The other day, at a child’s birthday party I was attending, surrounded by bubblegum pink balloons, cotton candy, and spewing aqua water fountains – some of us parents had gotten on the topic of blood. We had begun discussing how a health practitioner someone knew was unable to stand the sight of it. I shook my head and laughed, and when they asked if I was unable to look at blood, too, my reply was that I am a woman.
I’ve thought of it a lot since. How for 21 years now, blood has consumed 25% of my life, yet I’ve lost the sense of revulsion for what a grisly thing that is. Blood is just another fluid to wash off my hands, off my ankles, off my floor.
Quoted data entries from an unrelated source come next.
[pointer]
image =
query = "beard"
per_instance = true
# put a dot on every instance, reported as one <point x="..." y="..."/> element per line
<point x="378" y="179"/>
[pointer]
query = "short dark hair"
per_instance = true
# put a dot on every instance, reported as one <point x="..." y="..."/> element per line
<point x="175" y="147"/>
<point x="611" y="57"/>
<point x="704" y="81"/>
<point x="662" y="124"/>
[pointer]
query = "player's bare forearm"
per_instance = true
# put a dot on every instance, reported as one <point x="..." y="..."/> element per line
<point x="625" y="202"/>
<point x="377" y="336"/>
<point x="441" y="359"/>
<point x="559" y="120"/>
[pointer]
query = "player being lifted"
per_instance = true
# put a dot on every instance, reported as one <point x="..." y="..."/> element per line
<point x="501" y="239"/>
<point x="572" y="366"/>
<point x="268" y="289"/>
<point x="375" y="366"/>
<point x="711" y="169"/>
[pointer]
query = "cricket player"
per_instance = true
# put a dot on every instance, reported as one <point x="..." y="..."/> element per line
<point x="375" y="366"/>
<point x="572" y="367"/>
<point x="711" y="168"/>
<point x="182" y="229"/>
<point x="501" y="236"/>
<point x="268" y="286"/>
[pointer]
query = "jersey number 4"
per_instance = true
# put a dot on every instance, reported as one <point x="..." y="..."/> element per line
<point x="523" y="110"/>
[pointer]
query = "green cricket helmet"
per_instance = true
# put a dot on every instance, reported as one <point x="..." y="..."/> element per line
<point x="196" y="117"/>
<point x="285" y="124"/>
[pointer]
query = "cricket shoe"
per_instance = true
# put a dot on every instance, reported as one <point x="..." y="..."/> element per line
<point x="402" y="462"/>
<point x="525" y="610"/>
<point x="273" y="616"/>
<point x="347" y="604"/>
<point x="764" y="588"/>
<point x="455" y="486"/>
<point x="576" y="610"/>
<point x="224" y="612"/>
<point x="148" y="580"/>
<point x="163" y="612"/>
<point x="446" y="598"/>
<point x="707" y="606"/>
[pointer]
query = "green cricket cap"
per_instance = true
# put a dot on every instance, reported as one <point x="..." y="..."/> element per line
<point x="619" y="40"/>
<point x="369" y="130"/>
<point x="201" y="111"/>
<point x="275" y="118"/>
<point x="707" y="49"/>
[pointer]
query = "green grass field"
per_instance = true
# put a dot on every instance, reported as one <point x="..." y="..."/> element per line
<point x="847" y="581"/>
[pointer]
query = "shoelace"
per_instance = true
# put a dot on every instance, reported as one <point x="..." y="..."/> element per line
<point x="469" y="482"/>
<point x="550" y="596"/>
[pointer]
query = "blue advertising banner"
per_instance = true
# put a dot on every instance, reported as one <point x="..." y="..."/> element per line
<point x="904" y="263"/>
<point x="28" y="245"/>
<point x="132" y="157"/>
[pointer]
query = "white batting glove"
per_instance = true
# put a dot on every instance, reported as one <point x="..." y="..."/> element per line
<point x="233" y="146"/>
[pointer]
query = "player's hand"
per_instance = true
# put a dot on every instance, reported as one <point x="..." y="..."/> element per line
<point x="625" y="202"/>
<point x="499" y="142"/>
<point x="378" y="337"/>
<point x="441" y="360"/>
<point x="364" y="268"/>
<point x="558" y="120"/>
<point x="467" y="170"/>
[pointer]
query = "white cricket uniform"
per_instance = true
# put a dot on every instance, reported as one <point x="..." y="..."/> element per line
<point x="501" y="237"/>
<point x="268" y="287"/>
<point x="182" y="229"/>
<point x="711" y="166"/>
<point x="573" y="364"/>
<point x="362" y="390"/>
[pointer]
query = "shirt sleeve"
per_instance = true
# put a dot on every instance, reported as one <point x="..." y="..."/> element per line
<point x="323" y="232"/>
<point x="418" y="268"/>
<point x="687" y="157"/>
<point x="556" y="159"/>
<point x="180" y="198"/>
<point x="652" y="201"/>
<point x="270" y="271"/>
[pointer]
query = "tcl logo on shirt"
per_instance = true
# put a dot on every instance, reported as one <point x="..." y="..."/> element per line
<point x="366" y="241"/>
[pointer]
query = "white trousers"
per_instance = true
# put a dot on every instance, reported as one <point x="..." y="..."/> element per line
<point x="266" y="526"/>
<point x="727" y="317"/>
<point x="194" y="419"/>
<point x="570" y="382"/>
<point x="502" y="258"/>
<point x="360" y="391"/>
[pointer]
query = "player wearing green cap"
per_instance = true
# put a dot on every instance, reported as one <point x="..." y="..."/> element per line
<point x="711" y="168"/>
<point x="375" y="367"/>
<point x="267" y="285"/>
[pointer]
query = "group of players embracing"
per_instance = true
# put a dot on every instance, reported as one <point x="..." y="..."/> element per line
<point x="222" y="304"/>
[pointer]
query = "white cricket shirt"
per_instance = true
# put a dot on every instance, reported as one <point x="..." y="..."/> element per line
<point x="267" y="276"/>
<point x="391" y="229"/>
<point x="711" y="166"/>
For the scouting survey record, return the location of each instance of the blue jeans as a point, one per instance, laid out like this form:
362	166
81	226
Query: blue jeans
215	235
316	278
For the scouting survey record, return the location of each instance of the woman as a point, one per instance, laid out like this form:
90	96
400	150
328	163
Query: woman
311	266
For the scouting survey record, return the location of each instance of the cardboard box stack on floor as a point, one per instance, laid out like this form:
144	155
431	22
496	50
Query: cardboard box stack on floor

The bright-red so like splatters from a horror film, now just as mundane to me as raspberries.
And, I never thought I would say this…but something I have come to honor. Even as I scour it from my clothes.
Of course, I was raised, as so many of us have been, to despise my cycle. But only now do I know it for what it is, what it means, and how brilliantly powerful an event it can be.
When my first cycle began, it was a timid arrival accompanied by a twinge of hot gut-pain I had never felt before. I remember patiently waiting for my sixth grade teacher to stop chatting with the other teachers at recess so I could kindly ask her for a pad. I still remember the secrecy of unwrapping the pad in the bathroom stall, the crinkling of the paper so loud and clumsy in my little fingers. Trembling.